This view, likened by T.H. Huxley to a steam-whistle on a locomotive, posits that mental events are caused by physical events in the brain but have no causal effect themselves.
What is an epiphenomenon?
Before becoming a physician, Freud's first published paper as a research scholar was on the gonadal structure of this aquatic creature.
What is the eel?
Introduced in 1923, this model divides the mind into the Id, Ego, and Superego.
What is the Structural Model?
In Object Relations Theory, this term refers to the mental representation of another person.
What is an object?
Hippolyte Bernheim, a leader of the Nancy School, was the first to coin this term for "suggestive therapeutics."
What is psychotherapy?
Coined by George E.P. Box, this famous aphorism suggests that theoretical constructs are valuable for their utility rather than their absolute accuracy.
What is "All models are wrong, but some are useful"?
This patient of Josef Breuer, whose real name was Bertha Pappenheim, famously coined the terms "talking cure" and "chimney sweeping."
Who was Anna O.?
This component of the mind, operating entirely unconsciously, is the source of pleasure-seeking motives known as drives.
What is the Id?
This British psychoanalyst and pediatrician developed the concepts of the "good enough mother" and the "holding environment."
Who was Donald Winnicott?
Freud considered his own work a narcissistic injury to mankind, comparable to the discoveries of these two scientific pioneers who displaced humanity from the center of the universe and from divine creation.

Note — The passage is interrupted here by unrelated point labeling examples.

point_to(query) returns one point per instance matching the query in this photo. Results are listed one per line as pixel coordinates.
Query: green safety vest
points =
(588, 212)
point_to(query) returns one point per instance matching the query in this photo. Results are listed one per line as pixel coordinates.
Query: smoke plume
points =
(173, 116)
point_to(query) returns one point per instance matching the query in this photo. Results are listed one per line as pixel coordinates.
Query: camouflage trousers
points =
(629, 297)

Who were Copernicus and Darwin?
This term describes a characteristic, like the "wetness" of water or consciousness itself, that arises from the complex interactions of a system's components but is not present in the individual parts.
What is an emergent property?
In Freud's topographic model, this mental province contains thoughts and feelings that can be easily brought to awareness with a simple act of attention.
What is the preconscious?
This mature defense mechanism involves deflecting a wish from its original aim to one that holds a higher social value, like becoming a surgeon to express aggressive impulses.
What is sublimation?
According to Melanie Klein, successful development is marked by the movement from this earlier psychic organization, characterized by splitting, to the depressive position.
What is the paranoid position?
In the topographic model, Freud defined this condition as the "return of the repressed," where unacceptable ideas are disguised in the form of symptoms.
What is neurosis?
This 18th-century German physician theorized that illness was caused by blockages in a universal cosmic fluid he called "animal magnetism."
Who was Franz Mesmer?
This primary process mechanism, often seen in dreams, involves a single idea representing many related ideas through symbolic association.
What is condensation?
In this "neurotic" defense, an individual transforms a forbidden wish into its opposite, such as expressing extreme homophobia to avoid awareness of one's own homosexual interests.
What is reaction formation?
In Self Psychology, this is the term for a person who is experienced as part of the self and who fulfills crucial functions for the self, like mirroring.
What is a selfobject?
According to Margaret Mahler, this final subphase of separation-individuation is the ability to maintain a positive feeling toward an object even in the face of frustration or anger.
What is object constancy?
This French neurologist, a teacher of Freud, was the first to propose that ideas outside of awareness, which he termed "subconscious fixed ideas," could be pathogenic.
Who was Jean-Martin Charcot?
Published in 1900, this book, which Freud considered his most important work, introduced the topographic model and his theory of dreams.
What is The Interpretation of Dreams?
This "primitive" defense mechanism involves transferring parts of the self onto another person to rid oneself of those parts and control the other from within.
What is projective identification?
According to Kohut, this developmental line expresses the innate striving for power and recognition and develops in interaction with a mirroring selfobject.
What is the grandiose self?
Formulated by Otto Kernberg, this term describes a level of personality organization characterized by the use of splitting and an inability to integrate good and bad aspects of the self and others.
What is Borderline Personality Organization (BPO)?